10054,A set of images is being shared on Facebook wi...,FAKE
10055,Barely 48 hours ahead of voting in the assembl...,FAKE
10057,A quote by an impostor Facebook page of Financ...,FAKE
10061,The Bengaluru City Police’s official Twitter h...,FAKE


In [80]:
combined_df['label'].value_counts()

label
FAKE    5035
REAL    5021
Name: count, dtype: int64

In [81]:
X = combined_df.drop('label',axis=1)
y = combined_df['label']

In [82]:
from sklearn.model_selection import train_test_split
X_train,X_test,y_train,y_test = train_test_split(X,y,test_size=0.2,random_state=42)

In [85]:
X_train = X_train["text"].tolist()  # Replace "text" with the actual column name

In [87]:
import re
import nltk
import numpy as np
import pandas as pd
from nltk.corpus import stopwords
from tensorflow.keras.preprocessing.text import Tokenizer
from tensorflow.keras.preprocessing.sequence import pad_sequences

# Ensure NLTK stopwords are downloaded
nltk.download('stopwords')
stop_words = set(stopwords.words('english'))

def clean_text(text):
    """Preprocess text by removing special characters, converting to lowercase, and removing stopwords."""
    if not isinstance(text, str):  
        return ""  
    
    text = re.sub(r'\W', ' ', text).lower()
    tokens = text.split()
    tokens = [word for word in tokens if word not in stop_words]
    return ' '.join(tokens)

# ✅ Ensure X_train and X_test are extracted correctly
if isinstance(X_train, pd.DataFrame):  
    X_train = X_train["text"].tolist()  # Extract text column only if it's a DataFrame
if isinstance(X_test, pd.DataFrame):
    X_test = X_test["text"].tolist()

print(f"✅ Number of training samples: {len(X_train)}")
print(f"✅ Number of testing samples: {len(X_test)}")
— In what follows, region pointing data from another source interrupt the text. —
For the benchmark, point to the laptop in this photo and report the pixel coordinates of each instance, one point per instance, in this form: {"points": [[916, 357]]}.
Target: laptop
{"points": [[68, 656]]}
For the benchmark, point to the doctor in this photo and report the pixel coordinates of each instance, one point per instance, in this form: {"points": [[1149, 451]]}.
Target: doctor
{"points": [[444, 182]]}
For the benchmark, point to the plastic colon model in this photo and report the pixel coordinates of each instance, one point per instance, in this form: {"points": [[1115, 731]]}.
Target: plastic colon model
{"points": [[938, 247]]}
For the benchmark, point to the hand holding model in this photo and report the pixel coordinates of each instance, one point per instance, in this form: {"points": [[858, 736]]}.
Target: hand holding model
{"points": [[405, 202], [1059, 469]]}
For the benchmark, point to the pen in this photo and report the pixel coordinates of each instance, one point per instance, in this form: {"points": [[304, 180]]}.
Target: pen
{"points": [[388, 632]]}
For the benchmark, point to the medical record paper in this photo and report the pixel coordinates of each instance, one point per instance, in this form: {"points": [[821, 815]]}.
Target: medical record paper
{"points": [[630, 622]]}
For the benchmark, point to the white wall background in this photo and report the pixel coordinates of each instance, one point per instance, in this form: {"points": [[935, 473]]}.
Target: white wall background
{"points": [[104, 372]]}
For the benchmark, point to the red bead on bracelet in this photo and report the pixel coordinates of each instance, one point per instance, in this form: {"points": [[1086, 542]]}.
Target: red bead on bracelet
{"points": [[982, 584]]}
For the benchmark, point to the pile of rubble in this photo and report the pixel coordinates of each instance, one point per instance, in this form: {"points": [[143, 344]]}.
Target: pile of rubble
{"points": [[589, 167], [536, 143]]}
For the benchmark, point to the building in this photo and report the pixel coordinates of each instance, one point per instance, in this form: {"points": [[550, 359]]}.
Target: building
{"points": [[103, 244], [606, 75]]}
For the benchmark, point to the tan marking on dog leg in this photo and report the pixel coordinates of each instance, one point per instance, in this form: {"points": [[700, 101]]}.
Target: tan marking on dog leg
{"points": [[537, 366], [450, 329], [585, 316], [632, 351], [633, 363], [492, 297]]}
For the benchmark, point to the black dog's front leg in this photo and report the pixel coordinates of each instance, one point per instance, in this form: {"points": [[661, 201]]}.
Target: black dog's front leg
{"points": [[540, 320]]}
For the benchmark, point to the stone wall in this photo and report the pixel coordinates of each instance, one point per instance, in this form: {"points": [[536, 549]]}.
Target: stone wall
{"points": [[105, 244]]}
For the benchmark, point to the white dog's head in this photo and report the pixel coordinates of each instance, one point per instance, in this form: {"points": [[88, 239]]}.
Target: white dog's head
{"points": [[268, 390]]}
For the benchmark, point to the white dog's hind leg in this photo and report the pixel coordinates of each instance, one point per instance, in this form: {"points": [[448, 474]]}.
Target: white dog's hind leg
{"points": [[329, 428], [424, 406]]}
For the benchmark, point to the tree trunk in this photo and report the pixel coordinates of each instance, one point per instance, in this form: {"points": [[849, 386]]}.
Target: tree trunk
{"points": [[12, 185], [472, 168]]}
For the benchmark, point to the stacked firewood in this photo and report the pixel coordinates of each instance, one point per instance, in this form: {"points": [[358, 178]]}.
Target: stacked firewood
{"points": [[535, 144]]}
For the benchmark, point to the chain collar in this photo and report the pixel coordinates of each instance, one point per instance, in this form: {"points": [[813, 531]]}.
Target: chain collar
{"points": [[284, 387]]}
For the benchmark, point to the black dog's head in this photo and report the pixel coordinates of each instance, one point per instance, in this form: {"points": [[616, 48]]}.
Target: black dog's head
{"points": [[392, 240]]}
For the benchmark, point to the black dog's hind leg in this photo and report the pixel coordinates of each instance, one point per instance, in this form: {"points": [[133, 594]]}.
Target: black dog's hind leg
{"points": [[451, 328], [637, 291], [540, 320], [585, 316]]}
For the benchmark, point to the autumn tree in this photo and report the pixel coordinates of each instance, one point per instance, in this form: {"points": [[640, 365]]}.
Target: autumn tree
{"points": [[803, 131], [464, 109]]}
# 1. Clean the training texts
X_train_clean = [clean_text(text) for text in X_train]
X_test_clean = [clean_text(text) for text in X_test]

# 2. Tokenizer
vocab_size = 9000
tokenizer = Tokenizer(num_words=vocab_size, oov_token="<OOV>")
tokenizer.fit_on_texts(X_train_clean)

# 3. Convert text to sequences
X_train_sequences = tokenizer.texts_to_sequences(X_train_clean)
X_test_sequences = tokenizer.texts_to_sequences(X_test_clean)

# 4. Pad sequences
max_sequence_length = 500
X_train_padded = pad_sequences(X_train_sequences, maxlen=max_sequence_length, padding='post')
X_test_padded = pad_sequences(X_test_sequences, maxlen=max_sequence_length, padding='post')

# Final check
print("✅ NLP processing complete.")
print("Shape of processed X_train:", X_train_padded.shape)  # Expected: (num_samples, 500)
print("Shape of processed X_test:", X_test_padded.shape)    # Expected: (num_samples, 500)


[nltk_data] Downloading package stopwords to
[nltk_data]     C:\Users\bhati\AppData\Roaming\nltk_data...
[nltk_data]   Package stopwords is already up-to-date!


✅ Number of training samples: 8044
✅ Number of testing samples: 2012
✅ NLP processing complete.
Shape of processed X_train: (8044, 500)
Shape of processed X_test: (2012, 500)


In [90]:
import pickle
import os

# Define paths
model_dir = "ML/models"
os.makedirs(model_dir, exist_ok=True)  # Ensure the directory exists

# Save preprocessed training & testing data
with open(os.path.join(model_dir, "X_train_padded.pkl"), "wb") as f:
    pickle.dump(X_train_padded, f)

with open(os.path.join(model_dir, "X_test_padded.pkl"), "wb") as f:
    pickle.dump(X_test_padded, f)

with open(os.path.join(model_dir, "y_train.pkl"), "wb") as f:
    pickle.dump(y_train, f)

with open(os.path.join(model_dir, "y_test.pkl"), "wb") as f:
    pickle.dump(y_test, f)

# Save the tokenizer
with open(os.path.join(model_dir, "tokenizer.pkl"), "wb") as f:
    pickle.dump(tokenizer, f)

print(f"✅ Processed data and tokenizer saved in '{model_dir}' directory successfully!")


✅ Processed data and tokenizer saved in 'ML/models' directory successfully!